Is
this a drill or is this real?
The sirens sound. The teacher signals the students
to line up fast yet safely. The halls are filled with students, teachers, and
administration one following after the other seeking the ark of safety. Duck
and Cover, Duck and Cover! The sirens sound further and further away as the
winds, rain, and sounds of flying debris drown out its warning. Is this a drill
or is this real? Instead of the laughing, chatter, and excitement associated
with a tornado drill as the siren had been associated with being saved by the
bell you hear screaming, crying, flying objects, and scurrying. You see
children balled up under desks, teachers covering students, you see blood, you
see horror, you see fear. The comfort of a drill when the teachers are able to
report back to the principal that all the students are accounted for; this time
all are not accounted for. In the
military when there are casualties and injuries as long as the person is
identified they are considered accounted for. As the days increase the news
reports that the students are accounted for; some dead, some alive, some
injured but all accounted for. Meanwhile the teachers sit back and play the
drill over in the heads as each student being accounted for are alive, are
well, are prepared to return to the classroom to finish up the school day
realizing that their being saved by the bell had come to an end.
Those alive return to their homes with no house.
Some parents have students while some don’t. Some students have parents while some
don’t.
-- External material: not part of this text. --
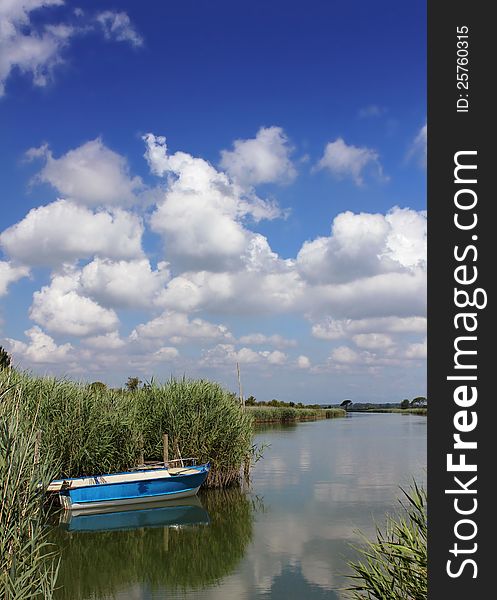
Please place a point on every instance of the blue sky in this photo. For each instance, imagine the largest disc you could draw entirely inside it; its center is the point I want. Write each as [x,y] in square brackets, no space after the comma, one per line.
[280,223]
All over the world we watch, we
pray, we give, we reflect . We depend on the news to paint a picture that truly
does the disaster no justice as a community sits under rubble and emergency
responders are on post to prevent looting. As national and local officers come
together to aid the victims in their distress, we all wait and hope for a day
of restoration, we hope for rebuilding efforts to be expedited, we hope hearts
become mended and a gleam of understanding is retrieved as families find bibles
in the rubble and pictures unharmed by the disaster. We hope for schools to be
rebuilt and the halls become filled once again with teachers, administration,
and students lined one behind the other gleaming at being saved by the bell.
Leaving you
with the written words of Oscar Hammerstein II and Music
by Richard Rodgers:
Oklahoma, where the wind comes sweepin'
down the plain,
And the wavin' wheat can sure smell sweet
When the wind comes right behind the rain.
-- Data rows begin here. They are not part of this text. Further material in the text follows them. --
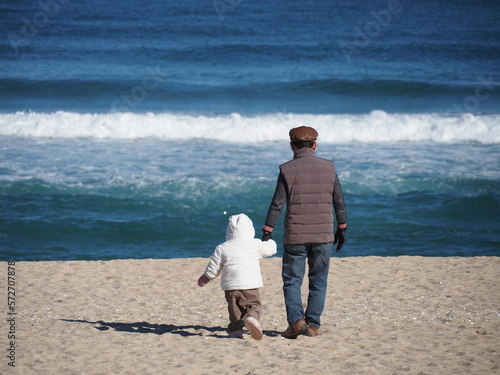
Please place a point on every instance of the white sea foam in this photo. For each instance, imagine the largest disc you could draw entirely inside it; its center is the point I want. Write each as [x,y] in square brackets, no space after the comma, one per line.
[377,126]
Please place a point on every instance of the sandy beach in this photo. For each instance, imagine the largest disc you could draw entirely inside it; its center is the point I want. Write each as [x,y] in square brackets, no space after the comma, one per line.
[401,315]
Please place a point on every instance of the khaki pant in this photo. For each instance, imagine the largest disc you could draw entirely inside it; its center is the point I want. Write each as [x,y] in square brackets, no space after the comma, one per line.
[242,304]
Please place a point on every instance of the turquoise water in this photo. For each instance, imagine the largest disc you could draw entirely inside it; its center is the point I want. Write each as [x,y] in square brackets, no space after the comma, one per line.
[135,130]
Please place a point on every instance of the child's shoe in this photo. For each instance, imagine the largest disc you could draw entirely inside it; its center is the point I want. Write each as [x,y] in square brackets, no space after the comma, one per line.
[236,334]
[253,326]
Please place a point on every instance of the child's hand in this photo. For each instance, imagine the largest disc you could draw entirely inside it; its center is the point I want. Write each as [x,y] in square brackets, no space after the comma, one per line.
[203,280]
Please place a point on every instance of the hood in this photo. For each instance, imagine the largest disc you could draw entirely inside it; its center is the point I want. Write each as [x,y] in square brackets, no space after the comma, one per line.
[239,226]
Oklahoma, ev'ry night my honey lamb and I
Sit alone and talk and watch a hawk makin' lazy circles in the sky.
We know we belong to the land
And the land we belong to is grand!
And when we say--Yeeow! A-yip-i-o-ee ay!
We're only sayin' You're doin' fine, Oklahoma! Oklahoma--O.K.
And the wavin' wheat can sure smell sweet
When the wind comes right behind the rain.
Oklahoma, ev'ry night my honey lamb and I
Sit alone and talk and watch a hawk makin' lazy circles in the sky.
We know we belong to the land
And the land we belong to is grand!
And when we say--Yeeow! A-yip-i-o-ee ay!
We're only sayin' You're doin' fine, Oklahoma! Oklahoma--O.K.